- Marock
- Directed by: Laïla Marrakchi
- Written by: Laïla Marrakchi
- Produced by: Stéphanie Carreras
- Starring: Morjana Alaoui Mathieu Boujenah Assaad Bouab
- Cinematography: Maxime Alexandre
- Edited by: Pascale Fenouillet
- Distributed by: Pan Européenne Distribution
- Release date: 2005;
- Running time: 100 minutes
- Countries: Morocco France
- Languages: Arabic French

= Marock =

2005 Moroccan film

Marock is the 2005 Moroccan film by director Laïla Marrakchi. The film was 2006's most successful film in Morocco, taking more than 3 million dirhams at the Moroccan box-office, according to TelQuel. It deals with a Muslim-Jewish romantic relationship between two young people in Casablanca, Morocco, Rita and Youri.

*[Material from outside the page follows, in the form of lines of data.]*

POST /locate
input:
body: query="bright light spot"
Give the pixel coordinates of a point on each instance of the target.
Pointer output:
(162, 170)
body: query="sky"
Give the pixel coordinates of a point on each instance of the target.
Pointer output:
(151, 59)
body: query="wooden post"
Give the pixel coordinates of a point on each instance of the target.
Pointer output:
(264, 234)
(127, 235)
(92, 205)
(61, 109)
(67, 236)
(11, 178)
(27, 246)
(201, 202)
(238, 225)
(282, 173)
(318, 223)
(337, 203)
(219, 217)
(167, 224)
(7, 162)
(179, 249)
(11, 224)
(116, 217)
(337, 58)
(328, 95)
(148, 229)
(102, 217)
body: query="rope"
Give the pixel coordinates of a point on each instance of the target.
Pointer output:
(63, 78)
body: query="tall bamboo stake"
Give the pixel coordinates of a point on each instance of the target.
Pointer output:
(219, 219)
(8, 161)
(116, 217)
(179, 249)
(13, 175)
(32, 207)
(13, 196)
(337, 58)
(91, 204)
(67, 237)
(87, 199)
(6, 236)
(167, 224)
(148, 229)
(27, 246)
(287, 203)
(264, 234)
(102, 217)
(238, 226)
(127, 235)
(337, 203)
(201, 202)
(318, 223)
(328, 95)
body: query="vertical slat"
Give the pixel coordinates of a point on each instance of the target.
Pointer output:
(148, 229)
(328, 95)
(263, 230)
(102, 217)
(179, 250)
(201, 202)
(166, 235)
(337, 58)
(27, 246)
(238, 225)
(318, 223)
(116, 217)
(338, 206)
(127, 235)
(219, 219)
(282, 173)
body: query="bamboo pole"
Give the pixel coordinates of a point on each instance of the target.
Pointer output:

The film was shown in Moroccan cinemas without being edited or censored. The title Marock is a play on words based on the French name for Morocco, Maroc, and rock as in rock 'n' roll. It was screened in the Un Certain Regard section at the 2005 Cannes Film Festival.

==Cast==
- Morjana Alaoui – Rita Belghiti
- Matthieu Boujenah – Youri Benchekri
- Razika Simozrag – Asmaa
- Fatym Layachi – Sofia
- Assaad Bouab – Mao
- Rachid Benhaissan – Driss
- Khalid Maadour – Omar
- Michael Souda – Mehdi

==Critical reception==
The film received 3 stars out of 4 from the critic Alain Spira in Paris Match: "Marrakchi depicts, in an original way, the young jet set of her country. [...] Hypocritical religion, arranged marriages, the Judeo-Arab rivalry, nothing is spared. But Marock is also a great cry of love for her country with its generous spirit and matchless style for living."

Marock was nominated for "Best Film" at the Sydney Film Festival and for the Contemporary World Cinema Award at the Toronto International Film Festival. It won the Coup de Cœur Audience Award at the Sarlat International Cinema Festival.